I'm using a 3.3V atmega2560 to disable a switching regulator that's operating on a ~12V battery. The EN pin on the switcher is pulled up to the battery voltage, and needs to be driven to ground to disable it. Clearly this is outside what the uC can do. My (very rudimentary) understanding is that I can achieve this with an N-MOSFET, by tying it to the enable pin like this:
Will this work? It looks a bit like I'm creating a short (V_BATT -> R1 -> Q1 -> GND), but I assume that's not an issue given the size of R1.
EDIT
I've got two such regulators: http://www.ti.com/lit/ds/symlink/lm2734.pdf http://www.ti.com/lit/ds/symlink/tps62125.pdf
One thing I'm not sure of is whether as asked in the comments, the EN voltage has to be tied to VIN, or if it just needs to be above some absolute value.

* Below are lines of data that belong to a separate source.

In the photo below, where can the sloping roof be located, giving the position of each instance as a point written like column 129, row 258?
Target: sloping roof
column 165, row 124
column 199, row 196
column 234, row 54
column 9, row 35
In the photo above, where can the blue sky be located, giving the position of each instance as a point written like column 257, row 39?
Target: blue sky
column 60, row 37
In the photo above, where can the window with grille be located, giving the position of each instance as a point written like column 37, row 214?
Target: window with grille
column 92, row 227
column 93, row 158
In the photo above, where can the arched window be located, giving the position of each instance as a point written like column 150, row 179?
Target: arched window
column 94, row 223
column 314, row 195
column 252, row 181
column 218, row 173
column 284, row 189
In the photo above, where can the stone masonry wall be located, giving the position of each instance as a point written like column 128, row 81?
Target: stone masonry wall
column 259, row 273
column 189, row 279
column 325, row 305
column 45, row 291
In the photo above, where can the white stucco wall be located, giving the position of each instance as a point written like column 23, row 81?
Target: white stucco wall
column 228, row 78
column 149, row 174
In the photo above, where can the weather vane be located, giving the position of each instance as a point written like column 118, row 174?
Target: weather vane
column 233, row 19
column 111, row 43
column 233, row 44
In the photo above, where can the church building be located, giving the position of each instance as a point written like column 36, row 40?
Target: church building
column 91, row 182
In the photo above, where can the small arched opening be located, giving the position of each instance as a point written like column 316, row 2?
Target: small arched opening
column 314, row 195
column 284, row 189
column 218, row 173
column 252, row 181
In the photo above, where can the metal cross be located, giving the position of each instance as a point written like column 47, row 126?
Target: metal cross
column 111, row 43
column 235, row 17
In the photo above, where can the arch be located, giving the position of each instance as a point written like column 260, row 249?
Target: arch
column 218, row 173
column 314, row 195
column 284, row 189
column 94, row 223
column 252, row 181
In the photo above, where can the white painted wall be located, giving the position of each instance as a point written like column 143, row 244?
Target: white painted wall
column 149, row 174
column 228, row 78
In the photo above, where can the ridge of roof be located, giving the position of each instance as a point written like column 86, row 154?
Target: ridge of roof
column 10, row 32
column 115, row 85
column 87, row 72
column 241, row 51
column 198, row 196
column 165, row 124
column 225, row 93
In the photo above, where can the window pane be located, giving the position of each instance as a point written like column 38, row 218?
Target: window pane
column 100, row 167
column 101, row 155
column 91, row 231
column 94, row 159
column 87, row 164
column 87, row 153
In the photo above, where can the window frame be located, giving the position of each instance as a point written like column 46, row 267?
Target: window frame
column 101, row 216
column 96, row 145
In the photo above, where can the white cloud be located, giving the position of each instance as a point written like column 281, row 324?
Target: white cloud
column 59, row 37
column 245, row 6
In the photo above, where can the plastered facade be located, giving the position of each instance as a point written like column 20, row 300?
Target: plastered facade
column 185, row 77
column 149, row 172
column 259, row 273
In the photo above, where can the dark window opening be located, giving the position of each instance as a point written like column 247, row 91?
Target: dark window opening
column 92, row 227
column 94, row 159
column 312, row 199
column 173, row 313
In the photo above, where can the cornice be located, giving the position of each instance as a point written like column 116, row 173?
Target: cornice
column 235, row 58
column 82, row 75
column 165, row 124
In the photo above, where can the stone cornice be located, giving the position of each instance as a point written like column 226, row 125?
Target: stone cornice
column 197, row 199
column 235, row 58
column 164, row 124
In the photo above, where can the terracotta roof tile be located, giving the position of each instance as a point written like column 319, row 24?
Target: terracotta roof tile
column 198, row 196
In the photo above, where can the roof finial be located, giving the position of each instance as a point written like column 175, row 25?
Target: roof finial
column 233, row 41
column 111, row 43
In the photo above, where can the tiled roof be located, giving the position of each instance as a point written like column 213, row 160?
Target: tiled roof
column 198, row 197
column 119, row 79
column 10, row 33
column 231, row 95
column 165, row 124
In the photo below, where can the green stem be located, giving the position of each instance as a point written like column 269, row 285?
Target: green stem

There's discussion in the datasheets about EN thresholds, but they make no mention of whether these are thresholds relative to VIN or absolute values:
That said, TPS62125 does need to be tied to VIN to avoid a catch 22 - it powers the MCU, and a supercap that the MCU uses for power when it puts the system, and the regulator to sleep. So - until that supercap is charged for the first time, there is nothing to activate the regulator except the battery.